If last year was Iverson’s coming-out party, this year should be his throw-down, all-night-long, block party affair. Last year’s Big East new-jack is supposed to become the player president. He’s a sophomore going on year five in the NBA. Believe the hype. The phenomenal game Toby Bailey had in last year’s final for UCLA? Iverson is expected to make that his norm. After one season of blowin’ up the spot, Allen Iverson has to be the greatest son a father could ever have. The problem is, he just might be.
“I don’t care, I’m going in.” Those were the words read on Iverson’s lips just before he went upstairs and dunked on Joe Smith. Summer ball’n at the Hampton Roads Pro-Am in Norfolk, VA. Legends are built there. This summer Iverson went beyond legendary to mythical. Getting loose in an NBA atmosphere, Iverson put his whole package together and showed the critics what basketball is about on his end. Believe this: he averaged close to 50 points a game against teams that included a host of NBA players. Believe this: he scored over 70 points three times, often playing only half the game. Believe this: he told the coach during the third quarter of a game, down by 26 an with only 20 points, to give him the ball every time down the court. Result? Victory. Oh yeah, Allen finished with 81. Believe it.
“Yeah, I did.” Iverson responds to the legendary tales of summer madness, “I think I play a lot better in an NBA-style. It was wide open, run ’n’ gun, man-to-man all game—and that’s the game I like to play.”
Says Wayne Hoffler, executive director of Hampton Roads Pro-Am: “This summer I saw Allen Iverson do things I’ve never ever seen on a basketball court. Everything about his game says ‘NBA All-Star’.
“I’ll take it a step further,” Hoffler continues. “He’s a 6-0 version of Michael Jordan.”
The World Games in Japan saw “The Answer” change gears and run everything. In a far more controlled environment, Iverson played with Ray Allen, Tim Duncan, Charles O’Bannon, Dametri Hill, Kerry Kittles and so on and so on. He led the team in scoring (16.7), assists (6.1) and steals (3.0); shot 56% from the floor and scored 26 points in both the semi-finals and gold medal games while leading the USA to another international victory among the masses. Clock this yo: He only averaged 23 minutes a game.
Ask Craig Miller, World Games organizer, about it, and he’ll give up the gospel. “Sometimes he made the fans, ‘Ahhh,’ when he drove the lane. It was amazing. He’s a big, bigtime player. So quick. And the fact that he had GOOD players around him made it so much easier for him to penetrate and get the ball to other players who finished.
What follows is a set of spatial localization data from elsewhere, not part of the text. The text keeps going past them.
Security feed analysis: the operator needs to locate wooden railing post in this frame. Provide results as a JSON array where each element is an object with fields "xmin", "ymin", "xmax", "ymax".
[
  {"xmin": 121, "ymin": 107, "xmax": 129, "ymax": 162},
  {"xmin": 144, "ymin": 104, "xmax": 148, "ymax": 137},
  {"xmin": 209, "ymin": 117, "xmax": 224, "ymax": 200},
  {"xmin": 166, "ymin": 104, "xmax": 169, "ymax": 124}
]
It was an experience.
Try to defend Allen Iverson, he’ll make you feel lost like high school geometry. He’ll eat you up like meat and have you praying that he’ll turn vegetarian. He has warped-speed and quickness that makes Kevin Johnson seem slow. At times, however, it can be his biggest weakness instead of his greatest strength.
“A lot of times, I get caught up in the hype of the game and get out of control,” Ive says. “Now I’m working hard on being patient, a lot more than I was last year. I made a lot of freshman-type mistakes, but I matured as the season went on, and I learned a lot of things from game to game.
“That’s the thing Coach talks to me about now, the leadership role and being able to run this team. The point guard position is supposed to be the focal point and run the show and that’s what I have to do (for this team_ and if I’m ever to think about playing at the next level.”
The NBA. Everybody’s mind is on it except Allen’s. See, most people don’t get the chance to know Allen. This is a good thing. The world is no more ready for Allen than he is for the world. He’s a genius trying to stay focused and appreciative, who’s been told to keep his visions limited but never to underestimate himself. It’s the Georgetown paradox. He’s a genuinely soft-spoken kid whose “first love” is football (“I miss the game so much.”), who knew that Deion was going to Dallas as early as July. Of course, this makes him a Cowboy’s fan. He’s a B-average fine arts student who, in his spare time, draws “caricatures of famous people I meet, basketball players and my teammates.” He sees Kenny Anderson, Timmy Hardaway and Nick Van Exel in his game and says his crossover is his lethal weapon 4.
“It’s effective,” he says. “Even if I don’t catch the opponent with it all the way, it’s enough to get me by them.”
He’s a young black man exploiting his way out of the shadows that almost ended his movement before it could begin. His over-publicized, well-documented, ill-fated and uncalled-for felony conviction (for a racially-motivated brawl in Virginia over two years ago) is really not worth mentioning. It doesn’t define him the way it does society. Honestly, Allen needed Johnnie Cochrane for protection. Case closed.